Do you have any actual evidence that homeopathy works or is this your opinion? If it is opinion please don’t call it evidence.
Rob, There is much literature and science behind homeopathy. The problem is science has not caught up to energetic medicine nor does the medical industry understand healing. Right now, the protocol, is conquer and control everything thing the body does that looks like a “symptom” . this suppresses the immune system yet stops for now the “Symptom” only to see it rear it head later or for the person to now have a low vitality and chronic disease. Homeopathy works but sometimes needs individualization because everyone is different, hence the problem that though there may be epidemic remedies that generally cover many , there is a need to understand the different manifestations of disease in different people. It is a complicated issue in a world that wants instant gratification, a world where FEVER is seen and bad and suppressed instead of encouraged in moderation to rid the energy of the disease. I suggest diving into the science of homeopathy or better yet, next time you want to try and get healthier , find an experienced trained homeopath and see for yourself.

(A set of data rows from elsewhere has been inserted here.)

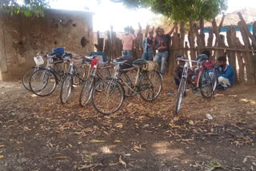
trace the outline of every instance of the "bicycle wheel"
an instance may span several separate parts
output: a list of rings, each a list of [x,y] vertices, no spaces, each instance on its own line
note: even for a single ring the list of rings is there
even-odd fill
[[[66,74],[61,89],[61,102],[65,104],[68,102],[70,98],[71,90],[72,90],[72,85],[73,85],[73,75],[70,74]]]
[[[74,72],[82,80],[86,79],[86,76],[85,76],[86,69],[85,68],[83,68],[83,67],[76,68],[74,70]],[[79,79],[79,78],[78,76],[75,76],[75,74],[74,74],[74,76],[73,76],[73,84],[74,85],[79,85],[82,82],[81,79]]]
[[[129,85],[130,87],[134,87],[134,82],[135,82],[137,76],[137,70],[132,70],[126,72],[124,72],[121,74],[120,79],[123,82],[122,86],[125,90],[125,95],[126,97],[132,96],[133,91],[130,90],[127,86],[125,86],[126,82],[127,85]]]
[[[96,89],[103,88],[101,91]],[[118,111],[124,100],[124,89],[114,79],[102,80],[95,85],[91,94],[94,109],[102,114],[111,114]]]
[[[176,101],[176,108],[175,108],[175,114],[178,113],[178,110],[181,107],[182,105],[182,97],[185,93],[185,86],[186,86],[186,80],[184,78],[182,78],[179,86],[178,86],[178,94],[177,94],[177,101]]]
[[[38,67],[33,67],[28,70],[26,70],[22,77],[22,85],[29,91],[31,91],[30,87],[30,77],[33,74],[34,72],[36,70],[39,70]]]
[[[214,93],[214,81],[210,76],[210,72],[205,69],[199,79],[199,88],[203,97],[210,98]]]
[[[152,70],[146,73],[140,81],[140,89],[146,89],[140,93],[141,97],[148,101],[156,99],[162,89],[162,78],[159,71]]]
[[[94,85],[94,79],[86,79],[83,85],[80,93],[79,103],[82,107],[86,106],[90,101],[91,91]]]
[[[35,71],[30,78],[31,91],[41,97],[50,95],[56,88],[57,78],[54,74],[47,69]]]

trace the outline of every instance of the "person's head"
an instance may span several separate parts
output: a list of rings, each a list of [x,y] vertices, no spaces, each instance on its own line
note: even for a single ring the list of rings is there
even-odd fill
[[[163,29],[159,30],[159,36],[162,36],[165,34],[165,30]]]
[[[223,67],[226,65],[226,58],[225,56],[221,56],[218,58],[218,66]]]
[[[150,32],[149,32],[149,37],[150,37],[150,38],[153,38],[153,35],[154,35],[154,32],[153,32],[153,31],[150,31]]]
[[[125,34],[129,34],[129,27],[125,28]]]
[[[208,58],[210,57],[210,52],[208,50],[204,50],[201,54],[207,55]]]

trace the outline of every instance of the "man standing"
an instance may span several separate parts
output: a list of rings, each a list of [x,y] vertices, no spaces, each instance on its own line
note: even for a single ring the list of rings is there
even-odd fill
[[[226,64],[225,56],[218,58],[218,89],[226,90],[234,83],[234,72],[231,66]]]
[[[122,55],[123,56],[133,56],[133,42],[135,39],[135,36],[129,33],[129,28],[125,28],[125,34],[122,35]]]
[[[143,54],[142,58],[146,61],[153,60],[153,31],[149,32],[149,36],[142,42]]]
[[[162,74],[164,74],[166,69],[166,62],[169,55],[169,46],[170,35],[174,30],[174,26],[167,34],[164,34],[164,30],[160,29],[158,36],[155,39],[155,48],[158,50],[158,54],[154,56],[154,61],[161,63],[161,71]]]

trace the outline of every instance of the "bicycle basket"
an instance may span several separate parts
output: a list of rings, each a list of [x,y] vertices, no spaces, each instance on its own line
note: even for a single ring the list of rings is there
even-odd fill
[[[142,70],[158,70],[158,63],[156,62],[146,61],[146,64],[144,65]]]
[[[197,61],[198,62],[203,62],[203,61],[207,61],[209,59],[209,57],[206,54],[199,54],[198,57],[197,57]]]
[[[34,61],[37,66],[44,64],[44,61],[41,56],[34,57]]]

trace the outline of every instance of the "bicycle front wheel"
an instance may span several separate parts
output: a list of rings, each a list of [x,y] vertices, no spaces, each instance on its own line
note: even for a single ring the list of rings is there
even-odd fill
[[[30,87],[31,91],[41,97],[50,95],[56,88],[57,78],[50,70],[40,69],[31,75]]]
[[[98,91],[97,89],[101,89]],[[111,114],[118,111],[124,100],[124,89],[114,79],[102,80],[95,85],[91,100],[94,109],[102,114]]]
[[[79,103],[81,107],[86,106],[90,101],[91,96],[91,90],[94,85],[94,79],[86,79],[83,85],[80,93]]]
[[[62,104],[69,101],[72,90],[72,85],[73,75],[67,74],[63,79],[61,89],[60,98]]]
[[[199,79],[200,92],[202,96],[206,98],[210,98],[214,93],[214,81],[212,80],[210,77],[211,74],[213,73],[207,70],[204,70]],[[217,78],[215,79],[217,79]]]
[[[140,89],[142,89],[141,97],[148,101],[156,99],[161,93],[162,82],[162,78],[158,71],[146,72],[140,81]]]
[[[185,86],[186,86],[186,80],[184,78],[182,78],[179,83],[179,87],[178,87],[178,94],[177,94],[177,101],[176,101],[176,108],[175,108],[176,115],[178,113],[179,109],[182,105],[182,97],[186,91]]]

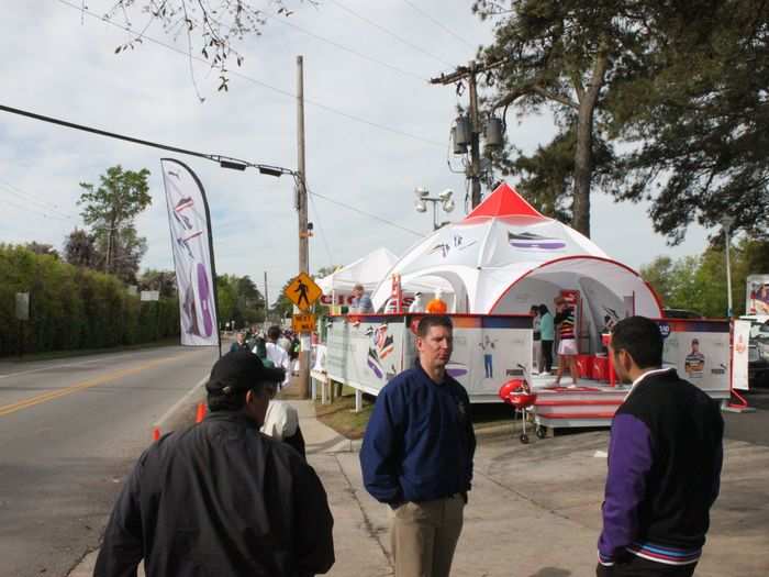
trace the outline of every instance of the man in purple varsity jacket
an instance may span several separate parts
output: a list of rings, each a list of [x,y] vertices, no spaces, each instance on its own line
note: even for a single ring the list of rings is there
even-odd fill
[[[662,336],[654,321],[620,321],[609,354],[633,387],[612,423],[595,574],[690,577],[718,496],[721,411],[676,369],[660,368]]]

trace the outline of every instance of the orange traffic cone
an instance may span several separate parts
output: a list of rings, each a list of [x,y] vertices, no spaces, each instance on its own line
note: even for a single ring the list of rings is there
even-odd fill
[[[203,419],[205,419],[205,403],[199,402],[198,403],[198,413],[194,415],[194,422],[200,423],[200,422],[202,422]]]

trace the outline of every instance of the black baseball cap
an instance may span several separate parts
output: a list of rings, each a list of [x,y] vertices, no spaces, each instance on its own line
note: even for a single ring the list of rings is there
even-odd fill
[[[286,370],[268,368],[249,351],[227,353],[214,363],[205,390],[213,395],[234,395],[253,389],[259,382],[281,382]]]

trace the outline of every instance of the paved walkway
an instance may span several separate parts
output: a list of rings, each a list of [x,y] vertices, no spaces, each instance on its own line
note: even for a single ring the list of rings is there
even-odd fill
[[[334,577],[392,575],[389,509],[365,491],[357,448],[300,411],[309,461],[334,513]],[[521,445],[509,425],[479,428],[479,451],[456,577],[592,577],[605,477],[606,431]],[[698,577],[769,575],[769,448],[728,442],[722,497]],[[89,563],[70,577],[91,575]]]

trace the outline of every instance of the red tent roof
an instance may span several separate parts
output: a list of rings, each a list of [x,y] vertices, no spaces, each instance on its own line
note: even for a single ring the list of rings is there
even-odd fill
[[[476,209],[470,212],[465,220],[477,217],[535,217],[545,219],[534,207],[524,200],[517,191],[502,182],[494,191]]]

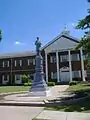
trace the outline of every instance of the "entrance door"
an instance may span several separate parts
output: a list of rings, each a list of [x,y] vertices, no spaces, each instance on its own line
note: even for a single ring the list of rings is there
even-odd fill
[[[21,84],[22,83],[22,76],[21,75],[15,75],[15,84]]]

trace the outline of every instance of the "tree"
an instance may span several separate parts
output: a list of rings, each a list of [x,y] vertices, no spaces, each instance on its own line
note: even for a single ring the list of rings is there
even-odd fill
[[[90,0],[87,1],[90,2]],[[85,50],[87,56],[87,75],[90,75],[90,8],[87,11],[88,15],[84,19],[79,20],[76,26],[76,29],[85,30],[85,35],[81,38],[76,49],[82,47]]]

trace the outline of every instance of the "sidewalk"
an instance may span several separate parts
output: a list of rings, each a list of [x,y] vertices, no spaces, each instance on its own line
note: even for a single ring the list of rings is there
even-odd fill
[[[44,110],[34,120],[90,120],[90,113]]]

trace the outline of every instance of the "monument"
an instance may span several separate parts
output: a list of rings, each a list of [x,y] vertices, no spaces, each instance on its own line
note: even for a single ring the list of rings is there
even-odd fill
[[[39,40],[39,37],[37,37],[35,45],[36,45],[36,66],[34,80],[32,81],[31,88],[29,89],[29,95],[49,96],[50,90],[44,80],[43,59],[41,56],[41,42]]]

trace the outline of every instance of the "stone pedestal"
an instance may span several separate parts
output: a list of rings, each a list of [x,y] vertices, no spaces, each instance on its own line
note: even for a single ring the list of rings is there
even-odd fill
[[[36,42],[36,67],[35,67],[35,75],[34,80],[32,82],[32,86],[29,89],[30,96],[49,96],[50,90],[47,87],[47,84],[44,80],[44,73],[43,73],[43,60],[41,56],[41,42],[39,38],[37,38]]]

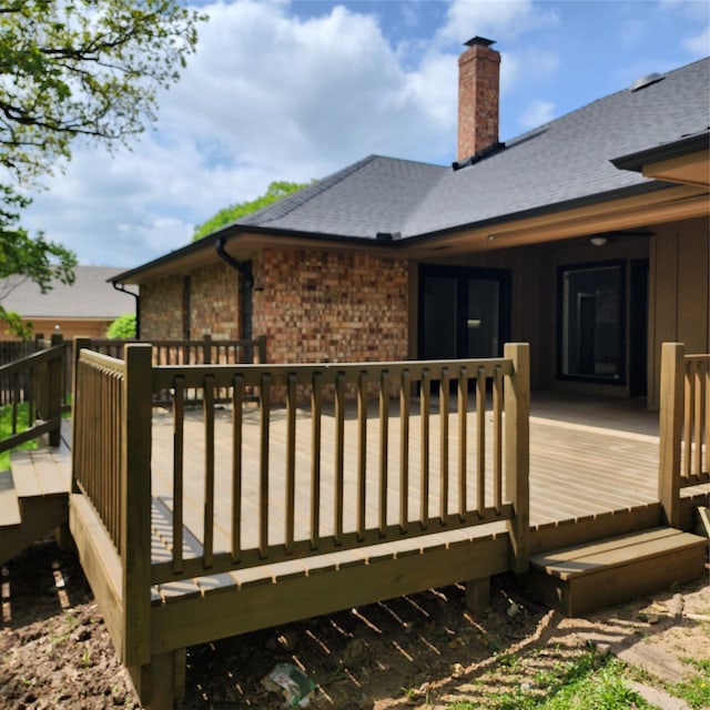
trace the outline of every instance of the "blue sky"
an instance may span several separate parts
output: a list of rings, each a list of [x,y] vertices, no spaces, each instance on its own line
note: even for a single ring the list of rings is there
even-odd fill
[[[138,266],[273,180],[323,178],[372,153],[449,164],[457,58],[475,36],[501,53],[504,141],[710,54],[706,0],[199,6],[210,21],[155,130],[113,155],[75,145],[27,214],[82,263]]]

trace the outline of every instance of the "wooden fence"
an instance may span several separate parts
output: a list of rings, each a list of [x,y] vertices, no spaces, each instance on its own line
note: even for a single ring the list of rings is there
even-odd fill
[[[510,568],[527,568],[527,345],[507,345],[503,358],[343,365],[154,365],[152,348],[139,344],[124,354],[122,361],[78,353],[73,486],[90,498],[120,555],[123,609],[136,638],[146,632],[141,623],[150,617],[149,590],[155,585],[493,520],[508,521]],[[186,464],[189,389],[201,390],[204,403],[199,424],[204,450],[196,466]],[[257,394],[256,405],[245,404],[248,389]],[[346,400],[348,389],[354,403]],[[163,390],[173,403],[169,462],[155,460],[152,450],[153,398]],[[230,393],[230,455],[217,462],[214,393],[223,390]],[[274,393],[285,393],[284,406],[274,405]],[[248,445],[247,417],[257,419]],[[275,453],[277,425],[283,447]],[[409,447],[414,426],[419,427],[416,455]],[[355,432],[352,438],[346,427]],[[377,440],[375,471],[371,435]],[[390,457],[392,442],[397,453]],[[156,559],[151,510],[160,465],[170,469],[164,499],[172,509],[168,529],[159,531],[168,551]],[[220,475],[227,470],[226,484],[215,485],[217,468]],[[248,501],[247,481],[257,490]],[[215,528],[224,499],[230,500],[226,544]],[[202,529],[186,531],[187,503],[203,511]],[[199,546],[184,545],[185,536]]]
[[[10,424],[0,452],[45,434],[50,446],[59,446],[64,365],[61,336],[32,346],[44,349],[0,366],[1,404]]]
[[[659,499],[680,527],[680,490],[710,481],[710,355],[663,343],[660,388]]]

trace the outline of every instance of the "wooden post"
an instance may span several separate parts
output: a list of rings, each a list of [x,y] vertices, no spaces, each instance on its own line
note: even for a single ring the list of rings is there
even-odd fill
[[[258,347],[258,364],[260,365],[265,365],[267,363],[267,359],[266,359],[266,336],[265,335],[260,335],[256,338],[256,343],[257,343],[257,347]]]
[[[151,661],[152,352],[125,346],[121,448],[121,565],[125,666]]]
[[[483,616],[490,607],[490,577],[469,579],[466,582],[466,608],[474,616]]]
[[[79,383],[79,359],[82,349],[89,349],[91,347],[91,338],[89,337],[74,337],[74,348],[72,352],[72,390],[71,390],[71,407],[72,407],[72,426],[71,426],[71,491],[79,493],[79,486],[77,485],[77,469],[79,466],[80,449],[80,434],[81,427],[87,426],[87,422],[82,416],[82,397],[84,395],[81,392]]]
[[[661,387],[659,418],[658,498],[663,521],[680,525],[680,446],[683,416],[682,343],[661,346]]]
[[[62,378],[64,376],[64,352],[63,339],[61,333],[52,333],[50,347],[61,347],[61,354],[59,357],[51,359],[47,363],[47,412],[44,413],[47,419],[58,419],[57,428],[49,433],[49,445],[57,448],[62,438],[62,394],[64,388],[62,386]]]
[[[530,557],[530,346],[506,343],[504,357],[513,362],[505,387],[506,490],[513,500],[509,523],[513,571],[524,572]]]
[[[209,333],[204,334],[202,342],[202,364],[212,365],[212,336]]]

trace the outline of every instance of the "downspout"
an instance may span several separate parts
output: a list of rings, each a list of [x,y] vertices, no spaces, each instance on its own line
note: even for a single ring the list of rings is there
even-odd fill
[[[224,237],[221,236],[215,243],[217,256],[230,265],[242,276],[242,308],[240,314],[241,334],[240,337],[248,341],[252,338],[252,290],[254,287],[254,274],[251,262],[237,262],[224,248]]]
[[[116,284],[114,281],[111,282],[113,287],[121,293],[125,293],[129,296],[133,296],[135,298],[135,338],[141,338],[141,296],[138,293],[133,293],[129,291],[123,284]]]

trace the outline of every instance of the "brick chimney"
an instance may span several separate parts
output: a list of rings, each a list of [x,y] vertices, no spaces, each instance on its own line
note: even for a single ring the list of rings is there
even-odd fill
[[[498,145],[500,53],[475,37],[458,58],[457,161]]]

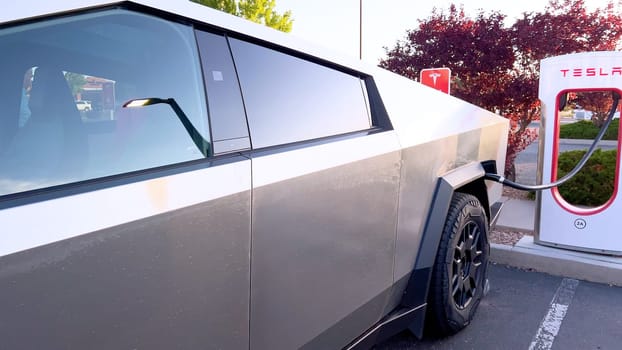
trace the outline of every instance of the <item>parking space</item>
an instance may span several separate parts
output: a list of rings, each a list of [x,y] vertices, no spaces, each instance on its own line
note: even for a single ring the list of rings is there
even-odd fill
[[[491,265],[475,319],[445,339],[400,334],[388,349],[620,349],[622,288]]]

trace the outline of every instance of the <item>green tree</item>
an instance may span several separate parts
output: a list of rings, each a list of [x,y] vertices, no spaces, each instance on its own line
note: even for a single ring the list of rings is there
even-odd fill
[[[248,19],[255,23],[290,32],[294,19],[291,11],[279,14],[274,10],[275,0],[192,0],[220,11]]]
[[[86,76],[79,73],[66,72],[65,79],[67,80],[67,84],[71,88],[71,93],[74,96],[77,96],[78,93],[82,92],[82,88],[86,84]]]

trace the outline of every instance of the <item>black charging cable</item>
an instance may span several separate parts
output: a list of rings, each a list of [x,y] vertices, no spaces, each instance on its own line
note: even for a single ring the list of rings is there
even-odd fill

Research is now being driven by shareholder preferences which means working on areas than insure quick sure profits. There is a lot of time and money involved in developing new antibiotics and vaccines and then where is the business model if you have cured something? SEE: The “Money Culture” in Academic Biomedical Research, A drive for revenue is damaging basic science, Opinion, Rubenson D, The Scientist.com 19-03-29: https://www.the-scientist.com/news-opinion/opinion–the-money-culture-in-academic-biomedical-research-65678
This for profit money drive takes medical research away from cure to ‘a drug for every symptom’. In Canada, relative to Lyme disease and tick-borne diseases [TBD’s], the private Association of Medical Microbiology and Infectious Disease of Canada [AMMI], is an extension of the ‘do not cure’ medical money machine. They offer opinion and poorly designed research to support the ‘do not treat the disease, drug the symptoms’ highly profitable model and, their influence is entrenched at every level of medical leadership in Canadian university medical schools and within the Public Health Agency of Canada. Canada is a dangerous place for the chronically ill despite the image they sell to the world. Canada prefers to ‘Farm sickness to Pharm sickness’ at the beckoning of AMMI’s partners… the private Infectious Disease Society of America and the non-transparent highly profit motivated United States Center for Disease Control, both of which are a huge part of the global medical for profit money machine.
Here’s another example of the distorted sense of priorities when we leave drug development to private companies. One of the older medicines for treating African sleeping sickness is eflornithine but its production was discontinued when it failed to show any usefulness as a treatment for cancer. (There wasn’t any money to be made selling it for sleeping sickness.) Then it was discovered that it was very effective as a depilatory agent (for the removal of unwanted facial hair in women). That made it commercially successful and manufacturing started up again and there was a side deal to make it available for sleeping sickness. For drug companies removing unwanted facial hair is more important than treating a potentially fatal disease.